In [17]:
magma_dir = '/home/marco/epfl/magma/'

### **Config**

In [18]:
import os
import sys

sys.path.insert(0, magma_dir)
import config

In [19]:
MODEL = 'bart'

RE_SPLITTER = '\n'              # do we split sentences of paragraphs?
                                # use '\.(?!\d)|\n' or '\n', respectively

TOKEN_MAX_LEN = 99              # max length of a word
PARA_MIN_LENGTH = 2             # minimum length for a sentence or
                                # a paragraph, in tokens

# Output path
OUTPUT_PATH = magma_dir+'pipeline/karger_books_para_extraction/'+MODEL+'/'
if not os.path.exists(OUTPUT_PATH):
    os.makedirs(OUTPUT_PATH)

In [20]:
# Topic modeling specific configurations

REDUCTION_MAX_LEN = 1024        # maximum length of the LDA/LSI/TextRank reduction

STOPWORDS_EXTENSION =\
    ['may', 'might',
     'also', 'with',
     'without', 'use',
     'uses', 'used', 'using']

STEMMER = 'snowball'            # name of the stemmer, might use 'porter'

N_GRAM = 2                      # the length of n-gram we want to create
N_GRAM_MIN_COUNT = 2            # there should be at least N_GRAM_MIN_COUNT
                                # repetitions in the text
N_GRAM_THRESHOLD = 20           # see gensim.Phrases documentation

DIC_NO_BELOW = 3                # keep tokens present in DIC_NO_BELOW+ sentences/paragraphs
DIC_NO_ABOVE = 1                # fraction of total corpus size (default: 1)

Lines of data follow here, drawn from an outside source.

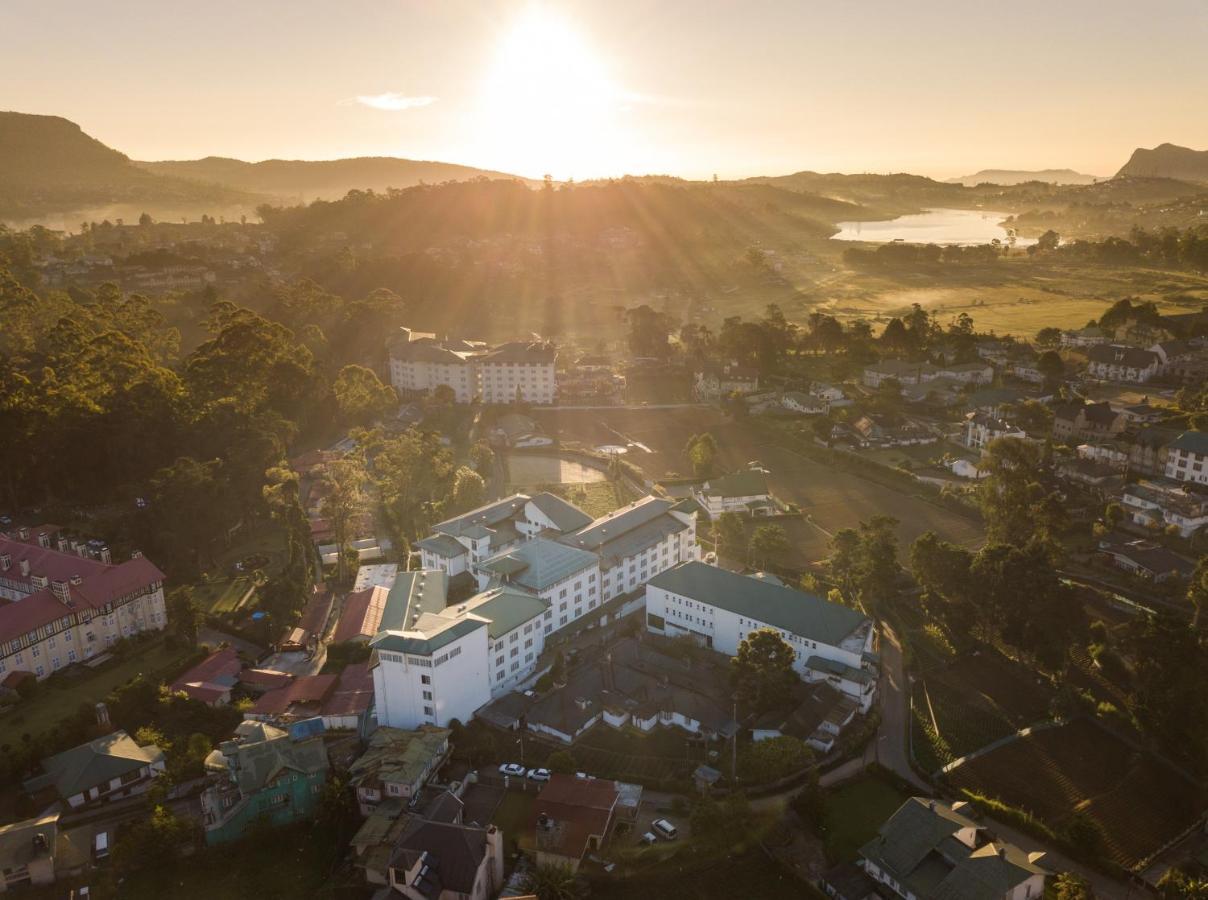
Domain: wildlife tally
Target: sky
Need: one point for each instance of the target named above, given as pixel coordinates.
(586, 90)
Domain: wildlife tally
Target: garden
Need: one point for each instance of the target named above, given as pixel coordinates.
(1089, 788)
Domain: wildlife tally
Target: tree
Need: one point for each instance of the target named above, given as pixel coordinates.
(774, 758)
(562, 762)
(555, 882)
(469, 491)
(762, 671)
(1072, 887)
(361, 396)
(730, 535)
(767, 544)
(184, 616)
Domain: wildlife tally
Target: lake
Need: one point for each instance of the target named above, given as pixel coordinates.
(934, 226)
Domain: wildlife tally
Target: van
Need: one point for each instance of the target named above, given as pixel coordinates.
(665, 829)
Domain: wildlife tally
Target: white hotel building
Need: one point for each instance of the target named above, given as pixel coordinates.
(720, 608)
(520, 370)
(539, 564)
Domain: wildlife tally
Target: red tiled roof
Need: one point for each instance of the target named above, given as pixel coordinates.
(361, 614)
(305, 690)
(353, 694)
(99, 585)
(212, 678)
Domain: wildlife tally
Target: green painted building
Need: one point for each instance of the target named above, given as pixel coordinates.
(263, 772)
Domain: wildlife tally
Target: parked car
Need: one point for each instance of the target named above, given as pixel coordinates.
(665, 829)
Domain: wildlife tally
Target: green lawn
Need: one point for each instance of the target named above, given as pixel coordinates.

TOP_N = 30                      # number of words to keep for each topic

### **Init**

In [21]:
import matplotlib.pyplot as plt
import numpy as np
import torch
import re
import pandas as pd
import nltk
import gensim
from textwrap import fill
from tqdm import tqdm
tqdm.pandas()

if 'pegasus' in MODEL:
    from transformers import PegasusTokenizer
    tokenizer =\
        PegasusTokenizer.from_pretrained('google/pegasus-large')
elif 'bart' in MODEL:
    from transformers import BartTokenizer
    tokenizer =\
        BartTokenizer.from_pretrained('facebook/bart-large-cnn')
elif 't5' in MODEL:
    from transformers import T5Tokenizer
    tokenizer =\
        T5Tokenizer.from_pretrained('t5-large')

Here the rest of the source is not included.